Blotches in floral organs attract pollinators and promote pollination success. Tree peony (Paeonia suffruticosa Andr.) is an internationally renowned cut flower with extremely high ornamental and economic value. Blotch formation on P. suffruticosa petals is predominantly attributed to anthocyanin accumulation. However, the endogenous regulation of blotch formation in P. suffruticosa remains elusive. Here, we identified the regulatory modules governing anthocyanin-mediated blotch formation in P. suffruticosa petals, which involves the transcription factors PsMYB308, PsMYBPA2, and PsMYB21. PsMYBPA2 activated PsF3H expression to provide sufficient precursor substrate for anthocyanin biosynthesis. PsMYB21 activated both PsF3H and PsFLS expressions and promoted flavonol biosynthesis. The significantly high expression of PsMYB21 in nonblotch regions inhibited blotch formation by competing for anthocyanin biosynthesis substrates, while conversely, its low expression in the blotch region promoted blotch formation. PsMYB308 inhibited PsDFR and PsMYBPA2 expressions to directly prevent anthocyanin-mediated blotch formation. Notably, a smaller blotch area, decreased anthocyanin content, and inhibition of anthocyanin structural gene expression were observed in PsMYBPA2-silenced petals, while the opposite phenotypes were observed in PsMYB308-silenced and PsMYB21-silenced petals. Additionally, PsMYBPA2 and PsMYB308 interacted with PsbHLH1-3, and their regulatory intensity on target genes was synergistically regulated by the PsMYBPA2-PsbHLH1-3 and PsMYB308-PsbHLH1-3 complexes. PsMYB308 also competitively bound to PsbHLH1-3 with PsMYBPA2 to fine-tune the regulatory network to prevent overaccumulation of anthocyanin in blotch regions. Overall, our study uncovers a complex R2R3-MYB transcriptional regulatory network that governs anthocyanin-mediated blotch formation in P. suffruticosa petals, providing insights into the molecular mechanisms underlying blotch formation in P. suffruticosa.
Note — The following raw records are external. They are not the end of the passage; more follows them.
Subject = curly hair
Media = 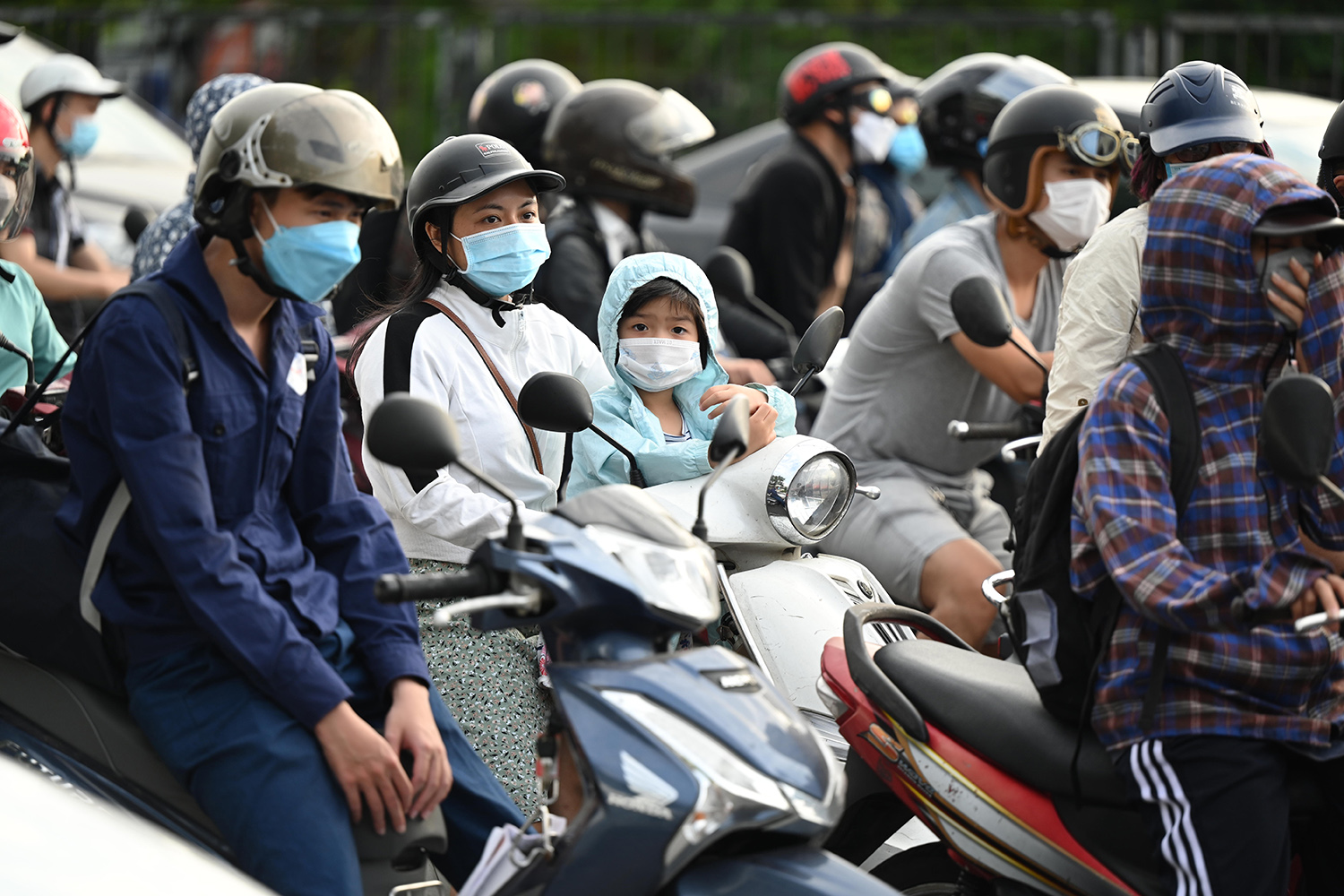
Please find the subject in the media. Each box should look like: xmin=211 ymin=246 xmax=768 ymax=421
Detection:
xmin=1129 ymin=137 xmax=1274 ymax=202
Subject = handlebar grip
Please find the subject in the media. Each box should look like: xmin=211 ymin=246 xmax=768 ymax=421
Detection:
xmin=374 ymin=564 xmax=504 ymax=603
xmin=948 ymin=420 xmax=1032 ymax=442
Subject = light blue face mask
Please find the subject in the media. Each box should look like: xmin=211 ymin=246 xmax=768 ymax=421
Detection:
xmin=56 ymin=116 xmax=99 ymax=159
xmin=452 ymin=224 xmax=551 ymax=298
xmin=887 ymin=125 xmax=929 ymax=175
xmin=257 ymin=202 xmax=360 ymax=304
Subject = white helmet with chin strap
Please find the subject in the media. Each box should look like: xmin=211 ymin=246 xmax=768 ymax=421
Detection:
xmin=19 ymin=52 xmax=126 ymax=111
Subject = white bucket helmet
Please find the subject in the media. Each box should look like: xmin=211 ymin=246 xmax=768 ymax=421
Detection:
xmin=19 ymin=52 xmax=126 ymax=113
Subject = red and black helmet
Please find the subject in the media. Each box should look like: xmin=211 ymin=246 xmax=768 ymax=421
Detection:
xmin=780 ymin=41 xmax=887 ymax=127
xmin=0 ymin=98 xmax=37 ymax=240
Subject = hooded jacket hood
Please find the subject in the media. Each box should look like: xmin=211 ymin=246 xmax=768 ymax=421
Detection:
xmin=597 ymin=253 xmax=728 ymax=438
xmin=1140 ymin=153 xmax=1339 ymax=383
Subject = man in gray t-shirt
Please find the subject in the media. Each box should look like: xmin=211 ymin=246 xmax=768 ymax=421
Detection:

花器官上的斑点吸引传粉者并促进传粉成功。牡丹(Paeonia suffruticosa Andr.)是一种国际知名的切花,具有极高的观赏和经济价值。牡丹花瓣上的斑点形成主要归因于花色素苷的积累。然而,牡丹斑点形成的内在调节机制仍不清楚。在这里,我们鉴定了调控牡丹花瓣中花色素苷介导的斑点形成的调控模块,该模块涉及转录因子 PsMYB308、PsMYBPA2 和 PsMYB21。PsMYBPA2 激活 PsF3H 的表达,为花色素苷生物合成提供足够的前体底物。PsMYB21 同时激活 PsF3H 和 PsFLS 的表达,促进类黄酮生物合成。PsMYB21 在非斑点区域的高表达通过竞争花色素苷生物合成底物来抑制斑点形成,而在斑点区域的低表达则促进斑点形成。PsMYB308 抑制 PsDFR 和 PsMYBPA2 的表达,直接防止花色素苷介导的斑点形成。值得注意的是,在 PsMYBPA2 沉默的花瓣中观察到斑点面积较小、花色素苷含量降低以及花色素苷结构基因表达受到抑制,而在 PsMYB308 沉默和 PsMYB21 沉默的花瓣中观察到相反的表型。此外,PsMYBPA2 和 PsMYB308 与 PsbHLH1-3 相互作用,它们对靶基因的调节强度受到 PsMYBPA2-PsbHLH1-3 和 PsMYB308-PsbHLH1-3 复合物的协同调节。PsMYB308 还与 PsMYBPA2 竞争结合 PsbHLH1-3,以微调调控网络,防止花色素苷在斑点区域过度积累。总的来说,我们的研究揭示了一个复杂的 R2R3-MYB 转录调控网络,该网络调控牡丹花瓣中花色素苷介导的斑点形成,为牡丹斑点形成的分子机制提供了新的见解。